The disk DR is required by a relevant standard that the distance L (thickness) between the tip of the rim DP formed on the information recording surface fd of the substrate D and the surface opposite the bonded surface of the retainer R fall within a predetermined range. As to the substrate D and retainer R produced in large quantities, individual difference such as dimensional error in manufacture occurs inevitably. Therefore, simply pressing the retainer R against the substrate D, when bonding them together, does not always bring the thickness (distance L) of the finished disk DR within the predetermined range required by the standard. The disk DR is required to absorb individual difference occurring on the substrate D and retainer R by adjusting the thickness of the adhesive G used when bonding together the substrate D and retainer R. The standard also requires that the adhesive G not protrude beyond the retainer R. Incidentally, while the above explanation refers to specific dimensions and materials of the substrate D and retainer R, they may be appropriately changed within conforming to the standard.

Referring back to FIG. 1, explanation on the constitution of the substrate bonding apparatus 1 will be continued. The loading pedestal 11 is formed in hollow cylindrical shape. In this embodiment, the loading pedestal 11 is formed about the same in diameter as the rim Dp (See FIG. 3C) formed on the substrate D. The loading pedestal 11 is attached to the base 12 with its cylinder axis in the vertical direction.

As seen in FIG. 4, a partially sectioned view showing the contact area between the loading pedestal 11 and the substrate D, the top end of the loading pedestal 11 in the cylindrical shape is formed with a recess 11d formed to descend by one step on the inside diameter side, so that the rim Dp of the substrate D may fit in the recess 11d. Such a constitution makes it possible that the substrate D, even when simply placed on the loading pedestal 11, is restrained from moving horizontally. Besides, the recess 11d is made smaller in depth than the projection of the substrate D, so that the recess 11d contacts the tip of the rim Dp when the substrate D is placed on the loading pedestal 11, and part of the loading pedestal 11 higher by one step than the recess 11d does not contact the substrate D. The above constitution is preferable because no external force is applied to the information recording surface fd (See FIGS. 3A and 3C) of the substrate D and so the substrate is prevented from being damaged and because part of the substrate D near the part where the retainer R is bonded to (See FIG. 3C) is supported with the loading pedestal 11. Incidentally, the recess 11d may be formed to descend by one step on the outside diameter side.

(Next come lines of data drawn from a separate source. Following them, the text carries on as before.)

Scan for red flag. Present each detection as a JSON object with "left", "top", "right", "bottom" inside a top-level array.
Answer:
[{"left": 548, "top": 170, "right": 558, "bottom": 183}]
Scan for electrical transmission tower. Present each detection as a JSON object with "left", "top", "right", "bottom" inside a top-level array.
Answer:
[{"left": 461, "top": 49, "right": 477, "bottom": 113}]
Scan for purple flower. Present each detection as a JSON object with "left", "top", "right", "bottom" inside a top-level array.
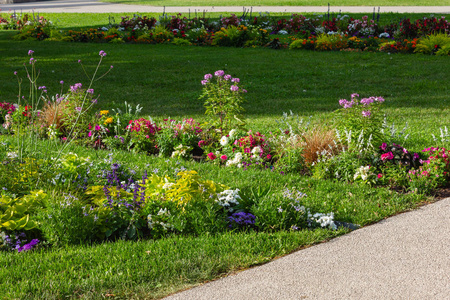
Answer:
[
  {"left": 360, "top": 97, "right": 375, "bottom": 105},
  {"left": 17, "top": 239, "right": 39, "bottom": 252},
  {"left": 214, "top": 70, "right": 225, "bottom": 77},
  {"left": 362, "top": 110, "right": 371, "bottom": 117}
]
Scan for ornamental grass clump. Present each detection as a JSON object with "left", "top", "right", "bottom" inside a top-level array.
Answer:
[{"left": 200, "top": 70, "right": 247, "bottom": 135}]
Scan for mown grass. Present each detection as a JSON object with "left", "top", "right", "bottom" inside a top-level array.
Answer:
[
  {"left": 101, "top": 0, "right": 449, "bottom": 6},
  {"left": 0, "top": 18, "right": 450, "bottom": 299},
  {"left": 0, "top": 32, "right": 450, "bottom": 150},
  {"left": 0, "top": 8, "right": 448, "bottom": 29}
]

Referring back to FIG. 1, explanation will be continued. An irradiating device 14 for irradiating ultraviolet rays (electromagnetic waves of predetermined wavelengths) is provided in the hollow part of the loading pedestal 11 in the cylindrical shape. The irradiating device 14 is electrically connected to a controller 30 and constituted to be capable of controlling the timing of irradiating ultraviolet rays. Also the irradiating device 14 is attached to the base 12. The base 12 is attached to a supporting column 13 so as to be vertically movable.

The supporting column 13 has a guiding groove (not shown) for vertically guiding the base 12, and also has a stepping motor 13m for vertically moving the base 12 along the guiding groove. As the base 12 is capable of moving vertically, the loading pedestal 11 connected to the base 12 is also constituted to be capable of moving vertically. The stepping motor 13m is electrically connected to the controller 30 and constituted to be capable of controlling the vertical travel of the base 12.

Moving on to FIG. 2, constitution of the retainer suctioning section 20 will be described in detail. The suctioning head 21 is made as a cylindrical member of external shape consisting of three parts of different outside diameters located in axial succession. That is to say, the suctioning head 21 as a single member is made up of: a small head part 21a, the smallest in outside diameter; a middle head part 21b, larger in outside diameter than the small head part 21a; and a big head part 21c, larger in outside diameter than the middle head part 21b. The three parts are coaxially located in this order. The end face on the small head 21a side of the suctioning head 21 is provided with a plurality of suctioning holes 21h, for auctioning and holding the retainer R, along a circle concentric with the cylinder axis. The circle assumed to appear when the plurality of suctioning holes 21h are located in succession along the circumferential direction of the suctioning head 21 is larger in radius than the circumference of the center hole Rh of the retainer R (See FIGS. 3A, 3B & 3C); typically the radius is half the sum of the circumference radius of the center hole Rh of the retainer R and the outside circumference radius of the retainer R itself. The small head part 21a of the suctioning head 21 is formed to be smaller in outside diameter than the retainer R, and the middle head part 21b is formed to be larger in outside diameter than the retainer R. The plurality of suction holes 21h communicate respectively with a suction passage 21s or a cavity formed in the suctioning head 21 on the same axis as that of the cylinder. The suction passage 21s reaches the end face on the big head 21c side of the suctioning head 21. The suctioning head 21 is attached to the head fixing section 22 so that the cylinder axis is in vertical direction and the end face of the small head part 21a faces downward. With the above constitution, a single assembly is constituted with a suction-holding member and a pressing member without interfering with the retainer. Incidentally, on the middle head part 21b side of the big head part 21 is formed with, as shown in the drawing, an end face at right angles to the circumferential surface of the middle head part 21b or to the cylinder axis.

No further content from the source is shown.